The expression of α7nAChRs decreased in multiple areas of the brain after death in subjects with schizophrenia, including the hippocampus, cortex, and reticularthalamic nucleus. Genetically speaking, the CHRNA7 gene was originally linked to schizophrenia through the dinucleotide marker D15S1360 in intron 2. Linkage is more important for sensory defects P50, which is inherited as an autosomal dominant. It was subsequently found that schizophrenia was positively correlated with other microsatellite markers near 15q13.3 near the CHRNA7 gene, and these markers were not in the repeat region.

Bipolar Disorder

By ¹²⁵I-α-mycotoxin binding measurement, the expression of α7nAChRs seems to increase in the hippocampus of biphasic patients. The association between the CHRNA7 gene cluster and bipolar disorder has been supported in a number of studies, including genetic linkage, association, and P50 deficiency in neurobiological research. Cognitive deficits in patients with bipolar disorder are similar to those in patients with schizophrenia, involving attention. The sensory processing deficit phenotype (P50 gating) of bipolar disorder patients with psychotic symptoms is also defective. In bipolar schizophrenic affective disorder, P50 deficiency is related to functional mutations grouped in the CHRNA7 proximal promoter.

Autism

The expression of α7nAChR in the brain after death in Rett syndrome and autism is reduced. Like schizophrenia and bipolar disorder, the auditory evoked response is also abnormal. A large-scale genetic linkage study on the autism spectrum showed that the location of the CHRNA7 gene cluster, 15q13.1-q14, has a significant linkage relationship with it. There are also rare chromosomal deletions in autistic patients. These results indicate that common attention and attention deficits are found in schizophrenia, bipolar disorder, and autism. In addition, the CHRNA7 gene locus may have an important role.

Alzheimer's Disease

Alzheimer's disease (AD) is represented by the cholinergic innervation of the cortex, which has the greatest impact on the hippocampus and temporal lobe. Pathological findings include extracellular plaques containing beta amyloid (Aβ) peptides and neurofibrillary tangles with hyperphosphorylated tau protein. It co-localizes with α7nAChR in many regions, including the hippocampus. In the normal brain, soluble Aβ 1-42 exists at a pM concentration, which binds to and activates α7nAChR near the agonist site. However, with the development of AD, the concentration of Aβ 1-42 increased to the nM range, resulting in inactivation of α7nAChRs.

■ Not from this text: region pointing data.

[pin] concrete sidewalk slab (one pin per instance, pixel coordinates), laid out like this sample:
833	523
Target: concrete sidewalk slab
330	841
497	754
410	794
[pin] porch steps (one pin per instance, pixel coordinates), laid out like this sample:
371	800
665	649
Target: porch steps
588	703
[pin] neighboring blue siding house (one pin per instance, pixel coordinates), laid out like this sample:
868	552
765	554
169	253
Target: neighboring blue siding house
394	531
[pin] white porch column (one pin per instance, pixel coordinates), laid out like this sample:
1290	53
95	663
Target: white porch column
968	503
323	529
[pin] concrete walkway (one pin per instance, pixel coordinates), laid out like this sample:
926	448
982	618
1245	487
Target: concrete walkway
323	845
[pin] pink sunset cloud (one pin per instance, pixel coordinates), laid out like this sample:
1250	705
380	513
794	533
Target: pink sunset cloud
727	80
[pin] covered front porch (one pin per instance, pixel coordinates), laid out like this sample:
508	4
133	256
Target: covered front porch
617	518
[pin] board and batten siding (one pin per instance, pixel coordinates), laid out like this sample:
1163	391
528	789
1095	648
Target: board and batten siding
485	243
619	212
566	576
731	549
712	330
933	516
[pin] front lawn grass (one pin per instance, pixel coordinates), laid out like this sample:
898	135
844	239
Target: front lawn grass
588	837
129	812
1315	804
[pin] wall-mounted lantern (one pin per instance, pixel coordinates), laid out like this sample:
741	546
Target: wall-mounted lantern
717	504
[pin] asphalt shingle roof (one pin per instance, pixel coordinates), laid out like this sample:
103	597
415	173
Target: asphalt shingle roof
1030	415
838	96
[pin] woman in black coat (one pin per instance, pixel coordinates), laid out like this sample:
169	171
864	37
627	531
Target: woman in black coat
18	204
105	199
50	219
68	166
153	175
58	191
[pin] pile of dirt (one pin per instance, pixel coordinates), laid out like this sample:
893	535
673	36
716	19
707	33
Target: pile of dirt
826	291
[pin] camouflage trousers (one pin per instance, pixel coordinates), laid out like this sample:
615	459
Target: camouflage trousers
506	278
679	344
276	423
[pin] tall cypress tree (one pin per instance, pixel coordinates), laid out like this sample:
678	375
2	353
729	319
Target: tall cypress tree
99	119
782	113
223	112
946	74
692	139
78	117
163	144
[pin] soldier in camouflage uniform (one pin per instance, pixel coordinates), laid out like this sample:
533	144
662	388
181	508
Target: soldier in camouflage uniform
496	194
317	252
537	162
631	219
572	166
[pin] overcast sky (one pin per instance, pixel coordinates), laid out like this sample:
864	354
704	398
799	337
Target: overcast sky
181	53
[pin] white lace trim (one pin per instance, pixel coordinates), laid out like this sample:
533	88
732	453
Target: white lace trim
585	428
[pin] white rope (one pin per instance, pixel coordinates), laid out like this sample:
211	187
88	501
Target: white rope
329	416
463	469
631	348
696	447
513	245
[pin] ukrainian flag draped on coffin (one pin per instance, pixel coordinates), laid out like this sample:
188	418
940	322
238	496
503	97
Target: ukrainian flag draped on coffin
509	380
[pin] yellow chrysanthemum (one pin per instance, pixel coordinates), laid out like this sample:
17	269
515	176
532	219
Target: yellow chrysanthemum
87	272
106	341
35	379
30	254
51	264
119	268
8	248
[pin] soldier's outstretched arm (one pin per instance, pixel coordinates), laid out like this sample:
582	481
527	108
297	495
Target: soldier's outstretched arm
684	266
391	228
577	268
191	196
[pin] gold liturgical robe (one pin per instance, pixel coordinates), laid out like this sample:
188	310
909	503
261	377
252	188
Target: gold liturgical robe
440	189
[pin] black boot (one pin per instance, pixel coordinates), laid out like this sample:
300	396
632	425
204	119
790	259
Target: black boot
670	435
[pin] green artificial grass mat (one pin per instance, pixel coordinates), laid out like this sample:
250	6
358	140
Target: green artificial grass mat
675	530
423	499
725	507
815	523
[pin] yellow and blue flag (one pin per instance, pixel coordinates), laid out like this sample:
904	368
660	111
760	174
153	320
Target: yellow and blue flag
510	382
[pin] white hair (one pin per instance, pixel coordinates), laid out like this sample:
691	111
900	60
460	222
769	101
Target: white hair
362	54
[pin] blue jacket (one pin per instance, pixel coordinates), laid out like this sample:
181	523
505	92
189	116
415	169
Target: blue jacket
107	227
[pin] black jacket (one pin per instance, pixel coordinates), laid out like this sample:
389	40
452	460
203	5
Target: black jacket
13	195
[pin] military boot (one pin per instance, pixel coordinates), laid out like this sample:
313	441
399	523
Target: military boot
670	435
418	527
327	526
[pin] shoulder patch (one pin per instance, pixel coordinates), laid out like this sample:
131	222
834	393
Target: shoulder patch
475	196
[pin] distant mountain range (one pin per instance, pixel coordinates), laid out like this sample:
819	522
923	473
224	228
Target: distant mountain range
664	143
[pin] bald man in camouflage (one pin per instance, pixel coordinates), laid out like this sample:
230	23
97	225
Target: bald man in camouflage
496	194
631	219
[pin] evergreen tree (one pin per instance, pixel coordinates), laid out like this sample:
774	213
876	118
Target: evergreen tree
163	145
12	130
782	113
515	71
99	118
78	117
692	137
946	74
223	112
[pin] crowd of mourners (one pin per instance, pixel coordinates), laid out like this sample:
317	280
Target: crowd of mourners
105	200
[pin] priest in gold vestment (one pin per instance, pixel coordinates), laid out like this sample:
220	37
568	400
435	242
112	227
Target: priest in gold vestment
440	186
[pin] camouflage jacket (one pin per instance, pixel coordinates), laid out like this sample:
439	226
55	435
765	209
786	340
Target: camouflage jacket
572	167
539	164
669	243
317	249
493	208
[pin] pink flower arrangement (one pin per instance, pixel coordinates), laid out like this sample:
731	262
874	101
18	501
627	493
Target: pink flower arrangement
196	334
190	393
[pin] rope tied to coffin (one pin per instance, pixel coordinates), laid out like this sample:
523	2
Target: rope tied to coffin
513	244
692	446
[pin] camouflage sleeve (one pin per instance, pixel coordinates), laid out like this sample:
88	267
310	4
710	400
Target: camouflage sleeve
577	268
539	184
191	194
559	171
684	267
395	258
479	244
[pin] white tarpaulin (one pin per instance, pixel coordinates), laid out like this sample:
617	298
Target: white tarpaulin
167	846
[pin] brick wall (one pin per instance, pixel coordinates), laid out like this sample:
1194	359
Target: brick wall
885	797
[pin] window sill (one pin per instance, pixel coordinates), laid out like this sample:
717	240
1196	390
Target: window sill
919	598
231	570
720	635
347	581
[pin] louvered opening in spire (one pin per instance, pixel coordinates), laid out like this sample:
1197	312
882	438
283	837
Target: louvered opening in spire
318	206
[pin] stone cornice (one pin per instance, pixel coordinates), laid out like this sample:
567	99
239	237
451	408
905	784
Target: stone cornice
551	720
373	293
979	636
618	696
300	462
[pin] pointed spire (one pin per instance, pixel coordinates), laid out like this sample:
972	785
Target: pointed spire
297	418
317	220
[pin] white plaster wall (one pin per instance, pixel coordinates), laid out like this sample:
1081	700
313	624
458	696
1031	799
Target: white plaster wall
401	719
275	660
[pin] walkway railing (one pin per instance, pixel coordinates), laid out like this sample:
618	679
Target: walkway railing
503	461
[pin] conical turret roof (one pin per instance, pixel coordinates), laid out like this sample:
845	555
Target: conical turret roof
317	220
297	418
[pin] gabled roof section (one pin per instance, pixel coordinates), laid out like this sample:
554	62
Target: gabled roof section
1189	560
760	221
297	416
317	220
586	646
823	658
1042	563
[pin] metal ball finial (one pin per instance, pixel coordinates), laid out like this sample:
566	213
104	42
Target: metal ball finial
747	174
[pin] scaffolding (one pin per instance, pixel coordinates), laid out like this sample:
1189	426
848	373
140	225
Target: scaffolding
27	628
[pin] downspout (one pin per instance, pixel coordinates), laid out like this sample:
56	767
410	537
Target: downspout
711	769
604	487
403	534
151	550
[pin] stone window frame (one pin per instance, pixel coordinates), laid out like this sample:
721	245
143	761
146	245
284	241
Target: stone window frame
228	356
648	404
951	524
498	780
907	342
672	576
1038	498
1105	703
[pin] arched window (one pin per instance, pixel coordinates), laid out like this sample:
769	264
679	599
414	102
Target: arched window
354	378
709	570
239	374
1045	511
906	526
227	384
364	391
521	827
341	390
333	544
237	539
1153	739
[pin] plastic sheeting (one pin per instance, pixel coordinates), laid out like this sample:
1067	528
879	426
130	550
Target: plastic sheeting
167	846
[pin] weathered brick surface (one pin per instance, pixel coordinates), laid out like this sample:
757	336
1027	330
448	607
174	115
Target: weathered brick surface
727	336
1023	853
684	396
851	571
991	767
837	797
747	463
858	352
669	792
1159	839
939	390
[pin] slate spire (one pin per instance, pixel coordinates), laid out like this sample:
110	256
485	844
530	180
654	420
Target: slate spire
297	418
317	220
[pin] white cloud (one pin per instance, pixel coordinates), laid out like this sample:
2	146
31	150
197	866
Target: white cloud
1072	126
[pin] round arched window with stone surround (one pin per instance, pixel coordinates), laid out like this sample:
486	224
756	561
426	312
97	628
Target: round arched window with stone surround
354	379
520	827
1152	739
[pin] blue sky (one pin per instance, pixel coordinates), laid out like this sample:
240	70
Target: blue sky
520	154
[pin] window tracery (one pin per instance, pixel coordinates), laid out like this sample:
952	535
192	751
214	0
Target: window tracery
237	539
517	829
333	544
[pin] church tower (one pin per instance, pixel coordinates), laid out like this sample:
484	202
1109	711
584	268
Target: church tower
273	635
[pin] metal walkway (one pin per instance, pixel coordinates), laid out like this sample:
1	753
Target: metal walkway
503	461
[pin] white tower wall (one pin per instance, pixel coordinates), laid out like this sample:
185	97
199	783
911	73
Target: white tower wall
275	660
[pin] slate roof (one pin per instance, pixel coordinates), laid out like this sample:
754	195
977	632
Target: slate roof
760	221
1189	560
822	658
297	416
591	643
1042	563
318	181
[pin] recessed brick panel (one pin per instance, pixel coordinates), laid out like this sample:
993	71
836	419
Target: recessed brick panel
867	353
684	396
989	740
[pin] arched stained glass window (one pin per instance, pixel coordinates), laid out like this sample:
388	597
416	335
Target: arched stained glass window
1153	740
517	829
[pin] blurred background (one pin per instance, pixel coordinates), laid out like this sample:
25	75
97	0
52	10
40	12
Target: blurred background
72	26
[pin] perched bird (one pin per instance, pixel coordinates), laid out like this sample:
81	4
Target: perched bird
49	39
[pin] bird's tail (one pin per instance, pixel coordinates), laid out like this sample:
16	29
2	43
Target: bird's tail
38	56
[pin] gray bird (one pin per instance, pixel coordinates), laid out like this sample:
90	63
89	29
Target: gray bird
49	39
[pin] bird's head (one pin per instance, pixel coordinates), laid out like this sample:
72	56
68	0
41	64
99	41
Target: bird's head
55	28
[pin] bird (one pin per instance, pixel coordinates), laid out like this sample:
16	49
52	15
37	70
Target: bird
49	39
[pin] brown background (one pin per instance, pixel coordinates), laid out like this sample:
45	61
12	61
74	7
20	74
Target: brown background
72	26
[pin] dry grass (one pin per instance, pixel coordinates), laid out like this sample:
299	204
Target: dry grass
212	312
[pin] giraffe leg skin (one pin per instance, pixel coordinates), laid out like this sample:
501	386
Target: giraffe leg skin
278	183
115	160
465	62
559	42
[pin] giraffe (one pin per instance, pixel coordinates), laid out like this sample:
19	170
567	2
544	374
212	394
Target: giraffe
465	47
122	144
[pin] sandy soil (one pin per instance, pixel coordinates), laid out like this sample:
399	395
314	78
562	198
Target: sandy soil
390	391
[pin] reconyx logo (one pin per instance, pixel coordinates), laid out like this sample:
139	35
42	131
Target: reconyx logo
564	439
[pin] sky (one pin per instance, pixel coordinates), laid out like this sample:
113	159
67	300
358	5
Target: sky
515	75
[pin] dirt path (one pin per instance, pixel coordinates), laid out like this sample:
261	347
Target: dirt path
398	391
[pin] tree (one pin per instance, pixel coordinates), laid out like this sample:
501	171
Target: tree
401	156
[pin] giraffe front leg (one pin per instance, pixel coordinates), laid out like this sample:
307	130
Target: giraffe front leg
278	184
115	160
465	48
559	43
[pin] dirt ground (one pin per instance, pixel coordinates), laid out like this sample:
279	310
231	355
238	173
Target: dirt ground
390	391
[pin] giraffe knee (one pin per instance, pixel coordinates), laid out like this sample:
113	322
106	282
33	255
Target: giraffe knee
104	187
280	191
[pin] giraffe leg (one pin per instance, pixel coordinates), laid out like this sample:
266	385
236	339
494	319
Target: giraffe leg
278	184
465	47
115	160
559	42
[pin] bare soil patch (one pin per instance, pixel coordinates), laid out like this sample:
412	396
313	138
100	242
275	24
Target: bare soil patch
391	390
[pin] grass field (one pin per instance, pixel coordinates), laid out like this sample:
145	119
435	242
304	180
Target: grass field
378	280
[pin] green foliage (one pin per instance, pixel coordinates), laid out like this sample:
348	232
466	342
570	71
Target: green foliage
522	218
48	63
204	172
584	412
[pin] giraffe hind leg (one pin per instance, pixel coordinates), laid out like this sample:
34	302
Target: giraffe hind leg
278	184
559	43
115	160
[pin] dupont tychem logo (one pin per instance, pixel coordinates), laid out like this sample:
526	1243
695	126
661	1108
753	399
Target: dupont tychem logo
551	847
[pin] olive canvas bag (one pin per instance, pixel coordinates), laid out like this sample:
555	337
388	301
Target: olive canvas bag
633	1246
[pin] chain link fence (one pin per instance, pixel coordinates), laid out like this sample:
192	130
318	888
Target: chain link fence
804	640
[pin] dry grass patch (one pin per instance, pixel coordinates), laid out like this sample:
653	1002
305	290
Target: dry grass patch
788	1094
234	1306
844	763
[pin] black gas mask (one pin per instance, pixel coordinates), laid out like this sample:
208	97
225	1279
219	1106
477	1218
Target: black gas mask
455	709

Recent reports have shown that the α7 subunit and β2 subunit are assembled together to form α7β2* receptors in selected areas such as the basal forebrain. Their affinity for Aβ 1-42 is enhanced and upregulated by the peptide. The combination of high concentrations of Aβ 1-42 can induce hyperexcitability, which may affect the up-regulation of receptors and the development of AD symptoms.

References

1. Melissa L. Sinkus, M.D, et al.; The Human CHRNA7 and CHRFAM7A Genes: A Review of the Genetics, Regulation, and Function. Neuropharmacology. 2015, 96(0 0): 274-288.
2. Adams CE, et al.; Development of the alpha 7 nicotinic cholinergic receptor in rat hippocampal formation. Dev Brain Res. 2002; 139:175-187.
3. Albuquerque EX, et al.; Mammalian nicotinic acetylcholine receptors: From structure to function. Physiolog Rev. 2009; 89:73-120.
4. Ancin I, et al.; Sustained attention as a potential endophenotype for bipolar disorder. Acta Psych Scand. 2010, 122:235–245.
5. Allen-Brady K, et al.; . Genome-wide linkage in Utah autism pedigrees. Mol Psych. 2010,15:1006-1015.